Plume assassine

Le noyau Linux contient du code Rust depuis bientôt trois ans. De petits ajouts, qui ont surtout consisté pendant un temps à permettre à du code Rust d’être ajouté, notamment dans les pilotes. Mais la progression du langage dans le noyau reste complexe.
C’est ce qu’a tenté de faire Hector Martin. Si le nom vous parle, c’est peut-être parce qu’il est le fondateur et développeur principal de la distribution Asahi Linux, spécialisée dans le support matériel des Mac équipés d’une puce Apple Silicon. Un travail qui l’a mené d’ailleurs à la faille « M1RACLES » dans les puces M1. Ou peut-être parce qu’il fut un redoutable hacker, spécialisé dans les consoles de jeu, tout particulièrement les PlayStation et la Wii.
Garde-barrières
Le développeur a toutefois un problème : il promeut activement l’usage de Rust dans le noyau Linux et le processus de révision de ce dernier est bien trop lent selon lui. Le mois dernier, il a souhaité pousser un patch qui aurait permis aux pilotes de périphériques écrits en Rust de faire appel à la fonction DMA (Direct Memory Access) du noyau. Refus catégorique de Christoph Hellwig, mainteneur principal du noyau.

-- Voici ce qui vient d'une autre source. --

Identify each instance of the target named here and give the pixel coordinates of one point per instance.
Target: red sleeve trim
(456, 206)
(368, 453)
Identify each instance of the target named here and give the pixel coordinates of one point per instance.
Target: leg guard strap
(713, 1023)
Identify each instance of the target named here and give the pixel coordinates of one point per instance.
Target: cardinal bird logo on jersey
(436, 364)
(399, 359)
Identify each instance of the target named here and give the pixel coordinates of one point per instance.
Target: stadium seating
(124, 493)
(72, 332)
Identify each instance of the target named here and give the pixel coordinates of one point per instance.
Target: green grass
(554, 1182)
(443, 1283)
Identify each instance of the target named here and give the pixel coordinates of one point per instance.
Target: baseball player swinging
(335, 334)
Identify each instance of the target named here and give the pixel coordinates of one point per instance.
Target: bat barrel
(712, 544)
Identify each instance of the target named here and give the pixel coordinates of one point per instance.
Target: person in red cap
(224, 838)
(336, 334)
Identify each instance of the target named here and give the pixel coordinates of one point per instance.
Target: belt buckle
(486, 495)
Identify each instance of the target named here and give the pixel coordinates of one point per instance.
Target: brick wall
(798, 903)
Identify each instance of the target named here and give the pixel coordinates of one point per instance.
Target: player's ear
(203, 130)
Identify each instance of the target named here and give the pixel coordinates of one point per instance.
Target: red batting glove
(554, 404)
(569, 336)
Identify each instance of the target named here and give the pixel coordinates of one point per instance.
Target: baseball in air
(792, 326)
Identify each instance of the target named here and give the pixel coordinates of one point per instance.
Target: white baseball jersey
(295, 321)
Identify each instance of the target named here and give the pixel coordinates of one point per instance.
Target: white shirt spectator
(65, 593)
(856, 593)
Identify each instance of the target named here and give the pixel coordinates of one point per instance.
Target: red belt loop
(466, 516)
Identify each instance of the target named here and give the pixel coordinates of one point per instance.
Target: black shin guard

Ces tensions entre promoteurs du Rust et mainteneurs habitués au C n’est pas nouvelle. Elles avaient notamment provoqué des départs dans l’équipe de Rust for Linux. Il y a quelques jours, The Register signalait la tension montante entre Hector Martin et Christoph Hellwig, le premier poussant l’équipe de Rust for Linux à ignorer les remarques du second et d’envoyer quand même leurs propositions de modifications. Tout du moins tant que Linus Torvalds n’intervenait en personne.
« Le problème vient peut-être de vous »
Et Linus Torvalds est intervenu. Répondant directement à Hector Martin qui expliquait combien ces tensions le fatiguaient, le père du noyau Linux s’est montré franc dès la première ligne : « Et si vous acceptiez le fait que le problème vient peut-être de vous ? ». Il continue : « Vous pensez que vous savez mieux [que les autres]. Mais le processus actuel fonctionne. Il a des problèmes, mais les problèmes font partie de la vie. La perfection n’existe pas ».
Dans la suite du message, il accuse Hector Martin de « brigadage » sur les réseaux sociaux et Reddit, le développeur ayant essayé d’alerter de la situation. « Parce que si nous avons des problèmes dans le modèle de développement du noyau, alors les médias sociaux ne sont certainement pas la solution. De la même manière qu’ils n’étaient pas la solution à la politique », a ajouté Linus Torvalds.
Torvalds n’est pas contre le Rust
Au sein du noyau Linux, la priorité reste le code en C. Le mélange de deux langages est considéré comme risqué. Christoph Hellwig l’a même comparé à un « cancer », ce qui faisait dire à Hector Martin que le propos violait probablement les règles de bonne conduite. L’expression rappelle également les propos que Steve Ballmer, ancien CEO de Microsoft, avait tenu au sujet de Linux lui-même.
Linus Torvalds, de son côté, n’a rien contre le Rust en tant que tel. Sa position est connue depuis septembre dernier, lors de la version européenne de l’Open Source Summit. « Certaines discussions deviennent désagréables. Je ne sais pas vraiment pourquoi Rust est un domaine si controversé. Cela me rappelle ma jeunesse. Les gens se disputaient entre vi et EMACS. Pour une raison ou pour une autre, toute la discussion sur Rust contre C a pris des accents presque religieux dans certains domaines », avait-il alors indiqué.
Il s’était montré philosophe : « Rust est très différent, et beaucoup de gens sont habitués au modèle C. Ils n’aiment pas les différences, mais ce n’est pas grave ». Il avait toutefois plaidé pour qu’on laisse sa chance au langage : « Cela ne fait que deux ans que nous travaillons avec Rust, il est donc bien trop tôt pour dire que Rust est un échec ».